Recorde de motos nas ruas reforça alerta sobre capacete e vestimenta de proteção
Com mais motocicletas circulando no país, especialistas defendem que equipamentos de segurança deixem de ser vistos como acessório.

O Brasil registrou em 2025 o maior volume de vendas de motocicletas desde 2003. Foram 2.197.851 unidades emplacadas, de acordo com a Associação Brasileira de Fabricantes de Motocicletas, Ciclomotores, Motonetas, Bicicletas e Similares (Abraciclo). Para 2026, a Fenabrave projeta que o número ultrapasse 2,4 milhões de motos comercializadas.

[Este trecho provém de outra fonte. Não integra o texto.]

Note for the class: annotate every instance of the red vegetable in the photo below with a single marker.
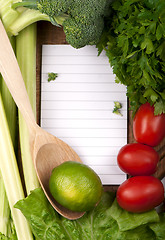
(140, 194)
(147, 127)
(137, 159)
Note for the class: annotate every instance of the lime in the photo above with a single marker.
(75, 186)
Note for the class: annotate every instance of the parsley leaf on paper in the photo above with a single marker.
(107, 221)
(134, 41)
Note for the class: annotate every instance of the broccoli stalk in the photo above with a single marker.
(83, 21)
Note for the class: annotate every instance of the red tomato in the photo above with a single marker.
(148, 128)
(140, 194)
(137, 159)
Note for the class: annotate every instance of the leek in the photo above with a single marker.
(26, 56)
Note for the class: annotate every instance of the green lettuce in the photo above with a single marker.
(107, 221)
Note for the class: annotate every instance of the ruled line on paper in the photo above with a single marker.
(77, 107)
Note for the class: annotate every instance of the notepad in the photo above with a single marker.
(77, 107)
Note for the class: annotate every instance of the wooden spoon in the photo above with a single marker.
(47, 150)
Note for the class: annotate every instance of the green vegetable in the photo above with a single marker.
(11, 177)
(52, 76)
(16, 20)
(134, 41)
(117, 107)
(107, 221)
(83, 21)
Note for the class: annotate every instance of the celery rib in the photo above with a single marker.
(11, 177)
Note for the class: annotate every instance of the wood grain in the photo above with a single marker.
(49, 34)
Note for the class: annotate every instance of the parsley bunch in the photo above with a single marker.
(134, 41)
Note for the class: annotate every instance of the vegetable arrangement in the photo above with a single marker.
(133, 38)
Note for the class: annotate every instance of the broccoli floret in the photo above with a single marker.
(82, 20)
(78, 35)
(86, 10)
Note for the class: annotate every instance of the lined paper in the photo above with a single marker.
(77, 107)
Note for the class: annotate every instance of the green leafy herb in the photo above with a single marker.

O crescimento do setor reforça um debate importante para a segurança viária: a necessidade de equipamentos adequados para quem pilota. Em um cenário de expansão acelerada, capacete certificado, jaqueta com proteção e itens voltados à visibilidade no trânsito passam a ser cada vez mais relevantes para reduzir lesões e preservar vidas.
Cada nova motocicleta nas ruas representa também um novo condutor ou condutora exposto aos riscos do trânsito diário, especialmente em deslocamentos urbanos intensos e rodovias movimentadas.
Motociclistas estão entre os mais vulneráveis
Dados do Ministério da Saúde e da Senatran apontam que motociclistas figuram entre os grupos com maior índice de vítimas em sinistros de trânsito no país.
Entre as lesões graves mais frequentes estão traumas em:
- cabeça;
- pescoço;
- ombros;
- cotovelos;
- joelhos.
São justamente áreas que podem receber proteção adicional por meio de equipamentos apropriados.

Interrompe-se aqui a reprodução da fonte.